Sunday, December 30, 2007

Learning to Give

One of my earliest and nicest memories was when I was five years old. It was my birthday. Mommy and Daddy sat me down, gave me my Thumbelina doll birthday present (God, how I wanted that Thumbelina doll), and then, they gave me something else. I had been reading a story about a little girl who got an allowance. I too, wanted an allowance. I had been begging M & D for an allowance for a month. How much it would be wasn't important; I just wanted money that I could call my own. Pretty please M & D? So on my birthday, Daddy pulled out his wallet and took out 10 shiny nickels. "Here," he said, "is your first weekly allowance." I was thrilled. All that money, all those shiny coins. Mine. I could go to the drugstore (I vividly remember that drugstore, and I can still taste their green lollipops) with Mom and get a toy. I was so happy. All mine. And then came the crushing blow.

"And how much are you going to give the poor people?" Daddy asked.

The poor people? Nothing, that's how much. Let their Mommies and Daddies give them their allowance. Why should I have to give them anything? These were my nickels! Mine. I told my parents that I didn't want to give the poor people anything.
So Dad took me in his lap and explained that Hashem gave us a mitzvah to give 1/10 of our money ("what does 1/10th mean?") to tzedakah, that if I was going to get ten nickels every week, I should really put one of my nickels in the pushka that was next to the Shabbos candles

"But Hashem isn't giving me an allowance, you and Mommy are! Why do I have to listen to Hashem?"

I responded to his request as the budding capitalist that I was yet to become: I started to cry. Hysterically.

They didn't push it. I got to keep my nickels. And the next week, I got my allowance again, and Dad asked the same question "how much for the poor people?" I guess seeing as how they weren't going to force me to give up my nickel, I didn't cry but I didn't give it up either.
I vaguely remember my M & D explaining more about charity and kindness to me over the next two weeks. Some of these sessions they filled in for me later, when I was an adult and retold this story to The Ex. My Dad said that I was behaving like any five-year-old...all about me.
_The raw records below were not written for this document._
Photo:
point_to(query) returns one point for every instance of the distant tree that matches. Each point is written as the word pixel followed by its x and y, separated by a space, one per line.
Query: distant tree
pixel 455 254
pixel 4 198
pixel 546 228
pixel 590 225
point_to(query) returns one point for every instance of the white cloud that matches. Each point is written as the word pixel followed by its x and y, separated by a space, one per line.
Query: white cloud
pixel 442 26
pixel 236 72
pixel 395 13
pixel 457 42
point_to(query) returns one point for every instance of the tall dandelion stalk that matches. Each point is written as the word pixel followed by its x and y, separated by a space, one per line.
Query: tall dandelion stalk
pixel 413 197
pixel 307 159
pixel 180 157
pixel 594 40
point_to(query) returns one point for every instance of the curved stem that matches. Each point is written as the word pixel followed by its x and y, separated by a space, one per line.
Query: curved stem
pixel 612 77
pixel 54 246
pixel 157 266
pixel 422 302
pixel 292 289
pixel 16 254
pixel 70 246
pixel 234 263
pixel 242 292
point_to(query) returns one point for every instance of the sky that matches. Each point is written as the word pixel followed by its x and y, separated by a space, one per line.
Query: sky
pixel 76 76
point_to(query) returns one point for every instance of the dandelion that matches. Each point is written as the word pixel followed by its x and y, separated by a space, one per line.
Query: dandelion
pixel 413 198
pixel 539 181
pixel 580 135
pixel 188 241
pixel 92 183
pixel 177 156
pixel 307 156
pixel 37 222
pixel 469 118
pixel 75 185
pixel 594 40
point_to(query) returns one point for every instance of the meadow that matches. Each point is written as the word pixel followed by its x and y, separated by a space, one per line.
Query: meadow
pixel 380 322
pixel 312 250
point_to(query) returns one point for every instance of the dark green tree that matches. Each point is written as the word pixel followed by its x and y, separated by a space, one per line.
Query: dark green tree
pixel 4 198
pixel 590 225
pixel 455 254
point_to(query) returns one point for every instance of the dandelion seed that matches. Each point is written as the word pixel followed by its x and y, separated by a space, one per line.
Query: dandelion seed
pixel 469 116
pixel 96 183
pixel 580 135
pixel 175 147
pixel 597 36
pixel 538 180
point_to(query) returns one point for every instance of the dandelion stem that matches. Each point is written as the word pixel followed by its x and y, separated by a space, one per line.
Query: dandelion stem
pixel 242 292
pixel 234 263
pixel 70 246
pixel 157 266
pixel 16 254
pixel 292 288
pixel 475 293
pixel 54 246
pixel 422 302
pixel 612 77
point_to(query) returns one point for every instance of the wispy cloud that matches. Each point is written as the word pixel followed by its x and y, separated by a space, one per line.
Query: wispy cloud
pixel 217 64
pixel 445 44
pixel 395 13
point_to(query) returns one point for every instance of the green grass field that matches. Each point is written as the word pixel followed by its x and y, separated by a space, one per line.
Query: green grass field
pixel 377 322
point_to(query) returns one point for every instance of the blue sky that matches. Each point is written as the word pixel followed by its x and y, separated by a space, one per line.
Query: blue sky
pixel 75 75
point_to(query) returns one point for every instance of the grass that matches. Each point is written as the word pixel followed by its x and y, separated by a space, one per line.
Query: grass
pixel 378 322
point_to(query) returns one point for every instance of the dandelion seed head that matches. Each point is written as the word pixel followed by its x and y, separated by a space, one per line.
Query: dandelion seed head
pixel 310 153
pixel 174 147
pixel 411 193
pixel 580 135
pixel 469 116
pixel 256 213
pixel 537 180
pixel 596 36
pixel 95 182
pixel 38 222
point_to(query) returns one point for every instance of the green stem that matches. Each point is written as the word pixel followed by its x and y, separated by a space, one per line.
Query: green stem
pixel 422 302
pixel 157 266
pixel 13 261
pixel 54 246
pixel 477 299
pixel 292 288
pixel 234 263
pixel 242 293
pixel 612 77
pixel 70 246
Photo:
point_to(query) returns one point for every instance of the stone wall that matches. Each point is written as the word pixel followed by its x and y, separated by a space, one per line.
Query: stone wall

But by the fourth week, when Daddy gave me my allowance and asked me to give tzedakah, I went over to the pushka and put in a nickel. I remember feeling very proud and very generous. I remember that the following week, my allowance increased to 60 cents! Daddy explained that sometimes, not always, but sometimes, when you are generous, you get back even more. After a little lesson in simple fractions, I happily put a nickel
and a penny in the pushka.

This was my introduction to giving charity. My parents instilled the idea of giving ma'aser in me from the very first time that I grasped the idea of ownership. To this day, I am grateful to my parents for the
chinuch they gave me. From that point on, I always set aside 1/10 of my Chanukah gelt, my summer jobs, and eventually my more serious jobs to give to charity, and my parents couldn't have been prouder of me. They did the same thing with all my siblings. And by the way, my parents were never well-off. My family never owned a house or a car. I'm sure there were times when I was younger that it was a struggle to put food on the table, something I cannot relate to today. But my parents' observance of ma'aser was as scrupulous as their observance of Shabbos and kashrus.

Giving ma'aser is one of the few ways you are allowed to "test" God. I have no source for this, but I remember learning it several times in Yeshiva. And indeed, the years I struggled to fulfill my ma'aser were always followed by periods of personal economic upturn. It's not magic, but it seems to happen.

All religious arguments aside, it is good to give. I remember once when I was doing some fund-raising for an organization in my former community, I was speaking to the Rabbi there, and he said that if every Orthodox family in the community fulfilled even half of their ma'aser, not a single Jewish local organization would need money.

There are times when people can be five-year-olds when it comes to giving charity. Whah! I don't want to give. Why should I give? I am barely getting by as it is. And I earned this money. I will give more when I am really wealthy.

No matter where you are in life, it is good to give. It is good to occasionally set aside your own needs and fulfill other people's needs, even when you don't feel like it. It creates connection and it is good to create connection. It is good to be part of something bigger than yourself. It is good to be committed to giving a particular amount, and then rising to that commitment. It is good to give.

This is the most basic of ideas, yet it is one I need to remind myself of every now and then, when I feel the five-year-old in me coming out.

1 comment:

Anonymous said...

I also feel grateful to have been raised in a household that gave ma'aser. It wasn't actually until much later that I realized so many people didn't. On a sidenote, I feel like it's so much easier to give once you feel obligated to give a certain amount. Then the only thing your making a decision about is how to allocate it.